Se não é bom, não é sustentável

Gastronomia tem papel importante no conceito de sustentabilidade

21 outubro 2015 | 17:11 por Roberto Smeraldi

Sustentabilidade é coisa linda… especialmente quando longe de mim. Esta parece ser a visão – em aparente boa fé – da maioria das pessoas e empresas que passaram recentemente a se preocupar em ter uma “política de compra” de alimentos consciente e responsável.

Quando se pensa num produto sustentável, o foco é no processo de produção do ingrediente, em suma no que passa lá na fazenda, no rio ou no mar.
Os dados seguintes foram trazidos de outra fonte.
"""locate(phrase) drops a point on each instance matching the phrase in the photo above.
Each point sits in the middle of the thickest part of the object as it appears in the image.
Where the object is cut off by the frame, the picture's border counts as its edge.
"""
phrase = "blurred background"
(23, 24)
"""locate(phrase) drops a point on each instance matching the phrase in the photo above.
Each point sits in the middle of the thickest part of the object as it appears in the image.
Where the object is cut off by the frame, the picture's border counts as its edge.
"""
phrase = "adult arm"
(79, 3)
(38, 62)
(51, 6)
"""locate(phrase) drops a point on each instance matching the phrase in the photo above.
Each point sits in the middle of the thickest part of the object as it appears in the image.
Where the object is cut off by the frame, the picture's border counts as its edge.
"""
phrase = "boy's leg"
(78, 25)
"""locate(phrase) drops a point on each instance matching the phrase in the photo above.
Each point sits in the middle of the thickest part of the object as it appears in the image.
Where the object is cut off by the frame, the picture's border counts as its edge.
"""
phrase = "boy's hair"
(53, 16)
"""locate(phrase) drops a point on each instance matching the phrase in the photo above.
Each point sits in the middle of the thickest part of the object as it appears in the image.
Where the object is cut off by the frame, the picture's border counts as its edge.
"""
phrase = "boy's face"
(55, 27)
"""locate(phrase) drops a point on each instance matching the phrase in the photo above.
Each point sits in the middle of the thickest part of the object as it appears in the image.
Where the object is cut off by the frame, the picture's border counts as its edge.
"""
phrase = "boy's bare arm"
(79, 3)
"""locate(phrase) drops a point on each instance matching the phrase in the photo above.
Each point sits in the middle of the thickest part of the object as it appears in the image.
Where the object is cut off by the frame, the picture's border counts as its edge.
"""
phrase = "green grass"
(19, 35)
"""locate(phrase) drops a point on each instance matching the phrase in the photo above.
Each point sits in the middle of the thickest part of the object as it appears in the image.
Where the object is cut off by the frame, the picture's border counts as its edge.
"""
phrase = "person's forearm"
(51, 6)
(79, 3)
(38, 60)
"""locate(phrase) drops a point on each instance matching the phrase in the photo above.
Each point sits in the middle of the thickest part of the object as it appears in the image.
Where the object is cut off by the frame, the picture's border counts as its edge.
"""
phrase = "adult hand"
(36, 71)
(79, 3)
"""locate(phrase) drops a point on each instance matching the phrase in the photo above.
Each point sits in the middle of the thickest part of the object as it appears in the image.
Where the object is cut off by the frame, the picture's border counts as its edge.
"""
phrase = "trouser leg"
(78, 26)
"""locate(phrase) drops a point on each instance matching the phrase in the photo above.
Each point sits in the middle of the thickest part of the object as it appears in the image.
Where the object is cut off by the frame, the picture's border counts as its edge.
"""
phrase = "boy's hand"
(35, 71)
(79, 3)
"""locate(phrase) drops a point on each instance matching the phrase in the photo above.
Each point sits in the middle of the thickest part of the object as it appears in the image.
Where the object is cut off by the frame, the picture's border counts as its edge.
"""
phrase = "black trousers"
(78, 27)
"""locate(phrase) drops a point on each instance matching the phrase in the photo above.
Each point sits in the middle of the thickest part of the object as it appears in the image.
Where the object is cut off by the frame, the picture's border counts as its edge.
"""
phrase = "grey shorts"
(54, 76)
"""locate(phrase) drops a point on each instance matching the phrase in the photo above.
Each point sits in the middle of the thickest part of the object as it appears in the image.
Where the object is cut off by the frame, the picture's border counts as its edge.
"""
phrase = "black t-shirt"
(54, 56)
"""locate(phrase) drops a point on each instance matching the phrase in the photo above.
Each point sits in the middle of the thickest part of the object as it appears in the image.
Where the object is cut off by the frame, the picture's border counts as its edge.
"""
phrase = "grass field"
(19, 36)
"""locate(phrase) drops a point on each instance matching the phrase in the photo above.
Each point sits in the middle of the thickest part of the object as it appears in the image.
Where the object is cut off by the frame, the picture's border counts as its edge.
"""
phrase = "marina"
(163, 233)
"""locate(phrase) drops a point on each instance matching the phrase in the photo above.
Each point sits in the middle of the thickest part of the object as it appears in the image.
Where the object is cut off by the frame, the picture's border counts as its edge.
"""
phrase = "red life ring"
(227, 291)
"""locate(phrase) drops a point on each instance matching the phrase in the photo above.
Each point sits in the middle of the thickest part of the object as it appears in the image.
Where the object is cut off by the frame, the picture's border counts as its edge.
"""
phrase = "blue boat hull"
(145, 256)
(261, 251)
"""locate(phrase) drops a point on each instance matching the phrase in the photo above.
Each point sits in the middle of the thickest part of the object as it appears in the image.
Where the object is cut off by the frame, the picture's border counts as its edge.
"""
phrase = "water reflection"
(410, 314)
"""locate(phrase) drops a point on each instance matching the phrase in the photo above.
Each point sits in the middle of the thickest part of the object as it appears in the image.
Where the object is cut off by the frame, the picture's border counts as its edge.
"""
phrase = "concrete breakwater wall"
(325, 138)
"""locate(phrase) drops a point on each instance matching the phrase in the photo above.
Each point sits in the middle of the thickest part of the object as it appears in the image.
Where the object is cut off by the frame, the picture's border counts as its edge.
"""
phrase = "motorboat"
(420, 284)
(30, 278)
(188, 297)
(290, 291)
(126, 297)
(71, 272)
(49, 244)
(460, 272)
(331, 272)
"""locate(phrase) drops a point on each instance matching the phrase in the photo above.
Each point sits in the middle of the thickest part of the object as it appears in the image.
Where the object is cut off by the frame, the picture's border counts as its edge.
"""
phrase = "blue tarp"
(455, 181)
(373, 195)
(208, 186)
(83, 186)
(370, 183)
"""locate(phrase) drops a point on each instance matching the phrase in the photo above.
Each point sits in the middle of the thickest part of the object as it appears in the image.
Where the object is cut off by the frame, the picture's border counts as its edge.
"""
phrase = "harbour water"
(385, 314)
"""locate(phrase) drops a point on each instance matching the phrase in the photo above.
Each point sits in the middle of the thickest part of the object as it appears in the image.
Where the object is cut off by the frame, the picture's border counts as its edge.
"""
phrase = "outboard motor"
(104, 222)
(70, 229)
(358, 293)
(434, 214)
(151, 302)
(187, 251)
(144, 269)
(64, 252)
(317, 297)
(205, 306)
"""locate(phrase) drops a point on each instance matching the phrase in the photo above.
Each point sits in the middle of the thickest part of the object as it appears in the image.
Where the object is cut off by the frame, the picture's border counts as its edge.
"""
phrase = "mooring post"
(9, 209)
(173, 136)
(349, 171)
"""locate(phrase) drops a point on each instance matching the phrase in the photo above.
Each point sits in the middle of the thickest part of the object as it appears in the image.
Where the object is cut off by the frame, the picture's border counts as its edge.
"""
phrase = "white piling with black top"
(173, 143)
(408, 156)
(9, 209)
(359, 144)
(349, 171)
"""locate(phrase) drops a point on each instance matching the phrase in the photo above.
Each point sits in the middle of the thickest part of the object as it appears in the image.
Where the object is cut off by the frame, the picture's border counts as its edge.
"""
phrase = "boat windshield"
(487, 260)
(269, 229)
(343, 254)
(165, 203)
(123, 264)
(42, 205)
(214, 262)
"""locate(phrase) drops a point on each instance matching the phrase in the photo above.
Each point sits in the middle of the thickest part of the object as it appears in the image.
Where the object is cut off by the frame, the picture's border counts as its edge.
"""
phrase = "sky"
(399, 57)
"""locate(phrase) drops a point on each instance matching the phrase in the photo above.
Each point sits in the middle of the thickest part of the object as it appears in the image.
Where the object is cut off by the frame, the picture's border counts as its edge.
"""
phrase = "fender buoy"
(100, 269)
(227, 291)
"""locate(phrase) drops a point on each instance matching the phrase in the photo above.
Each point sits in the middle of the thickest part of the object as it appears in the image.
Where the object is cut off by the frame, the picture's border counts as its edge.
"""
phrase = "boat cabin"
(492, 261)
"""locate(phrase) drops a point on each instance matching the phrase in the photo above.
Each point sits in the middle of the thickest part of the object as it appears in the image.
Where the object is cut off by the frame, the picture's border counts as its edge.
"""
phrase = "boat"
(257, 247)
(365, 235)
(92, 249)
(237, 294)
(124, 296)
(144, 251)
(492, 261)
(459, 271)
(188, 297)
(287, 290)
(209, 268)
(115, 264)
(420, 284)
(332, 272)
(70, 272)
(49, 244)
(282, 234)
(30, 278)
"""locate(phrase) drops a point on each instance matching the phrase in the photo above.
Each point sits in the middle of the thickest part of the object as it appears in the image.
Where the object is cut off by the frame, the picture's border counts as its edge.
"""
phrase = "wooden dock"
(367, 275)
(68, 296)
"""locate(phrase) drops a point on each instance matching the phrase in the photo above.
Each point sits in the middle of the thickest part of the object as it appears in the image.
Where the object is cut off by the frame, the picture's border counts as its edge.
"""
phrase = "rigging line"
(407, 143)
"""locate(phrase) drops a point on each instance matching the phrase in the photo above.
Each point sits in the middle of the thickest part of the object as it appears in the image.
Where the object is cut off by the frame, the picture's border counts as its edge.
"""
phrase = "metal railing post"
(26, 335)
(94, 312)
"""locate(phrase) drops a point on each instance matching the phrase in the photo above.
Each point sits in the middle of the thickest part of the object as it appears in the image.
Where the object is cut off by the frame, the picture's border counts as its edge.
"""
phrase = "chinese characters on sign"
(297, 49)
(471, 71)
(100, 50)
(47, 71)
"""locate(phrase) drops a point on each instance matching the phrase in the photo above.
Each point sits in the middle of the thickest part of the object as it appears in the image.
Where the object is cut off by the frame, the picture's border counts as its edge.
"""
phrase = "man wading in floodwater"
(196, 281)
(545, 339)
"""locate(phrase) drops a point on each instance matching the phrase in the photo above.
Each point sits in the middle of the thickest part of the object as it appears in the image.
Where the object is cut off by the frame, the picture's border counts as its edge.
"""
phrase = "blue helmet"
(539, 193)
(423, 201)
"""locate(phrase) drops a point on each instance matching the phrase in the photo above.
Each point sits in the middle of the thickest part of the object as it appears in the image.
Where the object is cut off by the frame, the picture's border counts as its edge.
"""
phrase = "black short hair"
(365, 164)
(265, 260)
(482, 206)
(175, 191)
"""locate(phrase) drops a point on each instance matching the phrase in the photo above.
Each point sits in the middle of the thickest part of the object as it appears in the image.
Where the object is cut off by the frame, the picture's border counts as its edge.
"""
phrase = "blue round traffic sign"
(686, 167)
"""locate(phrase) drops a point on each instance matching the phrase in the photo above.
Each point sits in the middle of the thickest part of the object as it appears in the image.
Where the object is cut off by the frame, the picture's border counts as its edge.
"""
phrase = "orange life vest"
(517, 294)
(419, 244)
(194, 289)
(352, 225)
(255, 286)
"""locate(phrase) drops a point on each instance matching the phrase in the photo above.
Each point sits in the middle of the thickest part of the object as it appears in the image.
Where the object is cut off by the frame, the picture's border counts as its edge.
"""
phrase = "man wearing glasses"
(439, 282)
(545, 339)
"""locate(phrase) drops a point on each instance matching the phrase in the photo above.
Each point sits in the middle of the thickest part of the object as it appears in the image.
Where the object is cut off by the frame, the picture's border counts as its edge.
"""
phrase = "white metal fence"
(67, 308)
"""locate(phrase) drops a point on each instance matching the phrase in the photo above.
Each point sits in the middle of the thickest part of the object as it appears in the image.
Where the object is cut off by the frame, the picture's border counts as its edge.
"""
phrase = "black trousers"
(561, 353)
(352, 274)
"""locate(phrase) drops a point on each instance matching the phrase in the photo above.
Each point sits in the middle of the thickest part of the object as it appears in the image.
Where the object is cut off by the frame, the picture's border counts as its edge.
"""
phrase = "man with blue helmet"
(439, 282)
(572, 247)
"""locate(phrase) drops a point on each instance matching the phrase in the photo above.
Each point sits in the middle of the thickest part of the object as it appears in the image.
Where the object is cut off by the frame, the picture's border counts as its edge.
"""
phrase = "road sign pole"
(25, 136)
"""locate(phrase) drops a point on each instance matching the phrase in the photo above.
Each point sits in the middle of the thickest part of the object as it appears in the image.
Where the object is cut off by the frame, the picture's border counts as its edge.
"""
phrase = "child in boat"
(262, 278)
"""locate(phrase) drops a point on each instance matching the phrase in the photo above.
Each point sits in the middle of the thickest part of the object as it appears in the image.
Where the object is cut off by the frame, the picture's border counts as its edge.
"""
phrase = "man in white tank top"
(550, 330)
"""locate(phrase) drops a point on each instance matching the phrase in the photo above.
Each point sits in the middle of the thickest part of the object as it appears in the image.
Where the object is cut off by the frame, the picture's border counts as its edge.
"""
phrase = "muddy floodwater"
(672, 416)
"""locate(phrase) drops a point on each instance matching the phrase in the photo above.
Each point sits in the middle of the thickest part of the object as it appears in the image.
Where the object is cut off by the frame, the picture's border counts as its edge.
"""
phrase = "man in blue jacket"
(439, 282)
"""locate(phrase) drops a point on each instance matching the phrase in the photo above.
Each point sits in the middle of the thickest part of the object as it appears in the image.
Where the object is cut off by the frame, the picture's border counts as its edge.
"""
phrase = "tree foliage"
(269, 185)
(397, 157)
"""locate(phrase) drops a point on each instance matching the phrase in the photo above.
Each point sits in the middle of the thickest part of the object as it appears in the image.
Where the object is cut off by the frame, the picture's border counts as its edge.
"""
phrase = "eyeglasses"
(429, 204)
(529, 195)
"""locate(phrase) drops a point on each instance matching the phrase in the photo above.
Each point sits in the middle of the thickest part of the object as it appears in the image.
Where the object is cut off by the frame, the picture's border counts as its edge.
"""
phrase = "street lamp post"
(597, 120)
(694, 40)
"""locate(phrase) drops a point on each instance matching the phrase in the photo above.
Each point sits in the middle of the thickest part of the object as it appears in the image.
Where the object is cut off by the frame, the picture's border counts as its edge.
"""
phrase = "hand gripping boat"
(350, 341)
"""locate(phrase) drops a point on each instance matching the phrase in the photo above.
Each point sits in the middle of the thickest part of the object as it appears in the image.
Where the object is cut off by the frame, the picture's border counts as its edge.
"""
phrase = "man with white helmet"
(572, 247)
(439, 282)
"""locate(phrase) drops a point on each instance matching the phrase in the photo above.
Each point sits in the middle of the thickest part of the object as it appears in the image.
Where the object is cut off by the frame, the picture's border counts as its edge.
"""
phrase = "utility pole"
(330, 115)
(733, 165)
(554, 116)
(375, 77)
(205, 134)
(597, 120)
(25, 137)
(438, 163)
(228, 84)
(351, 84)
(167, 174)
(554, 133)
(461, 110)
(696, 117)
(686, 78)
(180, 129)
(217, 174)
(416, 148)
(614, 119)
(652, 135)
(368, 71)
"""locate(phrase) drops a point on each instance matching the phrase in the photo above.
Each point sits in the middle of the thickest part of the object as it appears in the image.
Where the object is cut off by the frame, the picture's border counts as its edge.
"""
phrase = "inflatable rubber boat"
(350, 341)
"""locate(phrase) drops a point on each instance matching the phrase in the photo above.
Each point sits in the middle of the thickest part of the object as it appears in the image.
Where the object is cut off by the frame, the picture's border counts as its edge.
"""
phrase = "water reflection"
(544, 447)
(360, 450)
Cada um tem sua prioridade: essencial que a comida tenha sido produzida sem desmatar, ou em sistema orgânico, ou com respeito ao trabalhador, ou com baixa emissão de carbono. Ou, pelos mais avançados, por todos esses atributos. No máximo, entra na preocupação a forma em que foi processado ou transportado, se gerou desperdício, ou se foi transportado do outro lado do mundo.

Mas se a responsabilidade dos que cuidam da produção do ingrediente está clara, a dos que cuidam da cozinha ou do varejo parece paradoxalmente limitada à capacidade de escolher o fornecedor. O papel da gastronomia é justamente aquele de não tratar apenas dos inputs da comida, isto é, os ingredientes, mas também dos outputs, ou seja, do que somos capazes de fazer com eles.

FOTO: Daniel Teixeira/Estadão

Ficou com água na boca?

Começando por um conceito básico, mas às vezes esquecido quando se fala em sustentabilidade, que é o da qualidade. Desde o restaurante até sua casa, se algo não é bom jamais será sustentável. Sustentabilidade incorpora o conceito de durabilidade, incompatível com modas passageiras. Uma gororoba produzida sem desmatamento, mas ruim, pode até atender em certa hora uma demanda ou grupo social específico, mas não vai se firmar como tendência. Ao longo do tempo, poderá até prejudicar o produtor consciente lá no campo.

O mesmo vale a respeito de outros atributos: se, ao cozinhar, eu aproveitar menos da metade do ingrediente, inviabilizo qualquer avanço que tenha sido alcançado à montante na cadeia. Ou, se eu não consigo oferecer uma opção saudável aos meus fregueses ou familiares, de pouco adianta ter escolhido um produto de excelência. Aliás, é curioso como saúde pública e privada continuem sendo consideradas agendas separadas daquela da gastronomia. Também o marketing e a comunicação associados a um produto podem esvaziar os esforços do bom agricultor ou pescador. Induzir ao consumo excessivo de um produto só porque foi cultivado de forma responsável, ou vender como solução milagrosa uma comida apenas por não conter agrotóxico é insustentável.

Eis que fica clara a enorme função social do cozinheiro – profissional ou caseiro – pois sua atividade interfere, com mais frequência de todas, na vida de todos. Formar bons e conscientes cozinheiros é, para todos os efeitos, de interesse público, embora não reconhecido nas políticas públicas. Para Joseph Berchoux, o primeiro a usar o termo gastronomia na era moderna, ela tratava do “homem dos campos à mesa”. Para Brillat-Savarin, era a razão aplicada ao conhecimento de tudo o que nos nutre. Em palavras de hoje, gastronomia significa então sustentabilidade em toda a cadeia do alimento. Incluindo, sim, a cozinha.